Lars H. Barstad, CEO of Frontline, a large Norwegian tanker company in Oslo, said: “If we have the ability to, we will avoid transiting the Red Sea.”
But that’s not always possible. A tanker company, Barstad said, is just a “taxi service” at the beck and call of clients like major oil companies and trading firms. Once the journey has begun, the captain or owner can’t suddenly decide to go around Africa – instead of going through the Suez Canal – without a very strong reason.
To redirect a ship already underway, “it has to be a warlike situation,” he said. “It is not a warlike situation right now — although to outsiders it might look like that.”
Barstad said he figured the chances of one of his ships being targeted by drones or missiles were fairly low because of the large numbers of ships still passing through the area. Also, he said, his company has had no recent history of dealing with Israel, making it less of a target for the Houthis, who are allies of Hamas.
He also finds some comfort in the coalition’s growing naval presence in the area and having armed guards on board his ships.
Overall, flows of oil and refined products like diesel and gasoline through the Suez Canal dropped about 40 per cent in December compared with October, said Viktor Katona, an analyst at Kpler, a firm that tracks shipping.
The petroleum industry is gradually adjusting to the heightened dangers. Some tankers are going around Africa. Others are taking cargoes to Asia. A surge of US exports of diesel fuel and other refined products is helping Europe compensate for reduced flows from India and the Middle East.
That fairly smooth shift is one reason that the menace of the Houthis has had such little impact on energy prices. The price of Brent crude, now about $US77 a barrel, is slightly lower than it was when Hamas fighters burst into Israel on October 7, touching off its war in the Gaza Strip. At the same time, European natural gas prices have also dropped substantially.

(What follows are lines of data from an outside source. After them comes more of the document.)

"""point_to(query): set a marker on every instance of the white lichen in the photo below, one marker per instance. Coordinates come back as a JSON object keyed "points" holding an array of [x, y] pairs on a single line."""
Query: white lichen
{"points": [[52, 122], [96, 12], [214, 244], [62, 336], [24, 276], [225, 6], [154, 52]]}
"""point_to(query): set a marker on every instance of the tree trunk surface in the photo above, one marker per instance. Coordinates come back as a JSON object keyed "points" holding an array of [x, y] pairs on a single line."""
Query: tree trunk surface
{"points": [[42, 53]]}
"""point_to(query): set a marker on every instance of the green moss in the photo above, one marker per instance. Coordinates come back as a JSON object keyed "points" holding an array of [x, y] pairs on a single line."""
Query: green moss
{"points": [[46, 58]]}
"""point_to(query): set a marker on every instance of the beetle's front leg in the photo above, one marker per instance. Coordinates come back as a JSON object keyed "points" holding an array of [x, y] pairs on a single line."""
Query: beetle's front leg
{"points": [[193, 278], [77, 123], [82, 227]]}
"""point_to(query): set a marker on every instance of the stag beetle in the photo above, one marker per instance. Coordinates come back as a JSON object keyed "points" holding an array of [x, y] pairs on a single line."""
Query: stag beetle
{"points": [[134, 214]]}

While the Suez Canal may be important, there are alternatives. The largest crude oil tankers have always tended to stay away from the canal due to their large size, so the current situation doesn’t represent much change.

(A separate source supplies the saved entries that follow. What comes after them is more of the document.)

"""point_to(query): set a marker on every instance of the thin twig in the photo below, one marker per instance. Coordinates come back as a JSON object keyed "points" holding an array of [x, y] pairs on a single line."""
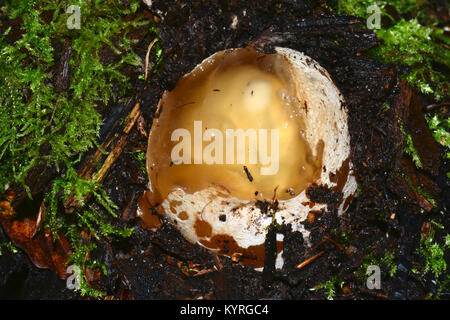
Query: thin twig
{"points": [[147, 57]]}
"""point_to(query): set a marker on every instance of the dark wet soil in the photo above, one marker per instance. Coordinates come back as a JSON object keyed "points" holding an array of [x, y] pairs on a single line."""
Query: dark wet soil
{"points": [[385, 216]]}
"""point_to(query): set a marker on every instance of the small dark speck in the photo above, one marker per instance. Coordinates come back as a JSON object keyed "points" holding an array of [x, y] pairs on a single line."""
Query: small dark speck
{"points": [[249, 176]]}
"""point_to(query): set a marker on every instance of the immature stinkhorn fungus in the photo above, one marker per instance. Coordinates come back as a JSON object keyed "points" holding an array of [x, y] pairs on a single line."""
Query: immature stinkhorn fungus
{"points": [[241, 129]]}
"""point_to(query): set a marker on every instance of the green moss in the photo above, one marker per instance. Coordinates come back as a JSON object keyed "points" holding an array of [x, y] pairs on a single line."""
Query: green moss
{"points": [[419, 45], [140, 157], [43, 126], [329, 287], [433, 253], [409, 147]]}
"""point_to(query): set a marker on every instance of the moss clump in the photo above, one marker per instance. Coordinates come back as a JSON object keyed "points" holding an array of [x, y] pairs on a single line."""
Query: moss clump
{"points": [[412, 37], [7, 245], [330, 287], [42, 124]]}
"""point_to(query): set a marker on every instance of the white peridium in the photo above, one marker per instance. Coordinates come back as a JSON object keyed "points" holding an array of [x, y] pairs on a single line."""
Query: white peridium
{"points": [[325, 119]]}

While the owners of some liquefied natural gas carriers have decided to keep their vessels temporarily out of the Suez Canal, those from Qatar, a key supplier of Europe, have continued to use the Egyptian route, perhaps figuring that the Houthis will not target a shipowner close to Hamas. As a result, European natural gas prices “have more been weighed down by a mild winter so far”, said Laura Page, a liquefied natural gas analyst at Kpler.
Shipping industry insiders figure that Russia, which sends large volumes of oil through the canal, is also likely to be immune to attacks. “Given Russia’s relations with Iran, it is very unlikely they will be targeted,” said Jonathan Chappell, senior managing director for surface and marine transportation equities at Evercore ISI, an investment bank in New York.
Above all, what has helped stave off panic is a sense in the markets that the world has plenty of oil and natural gas.
“The market is not worried about supply risks,” said Richard Bronze, head of geopolitics at Energy Aspects, a research firm. “It will take a lot to reestablish a sustained rally” in oil prices, he added.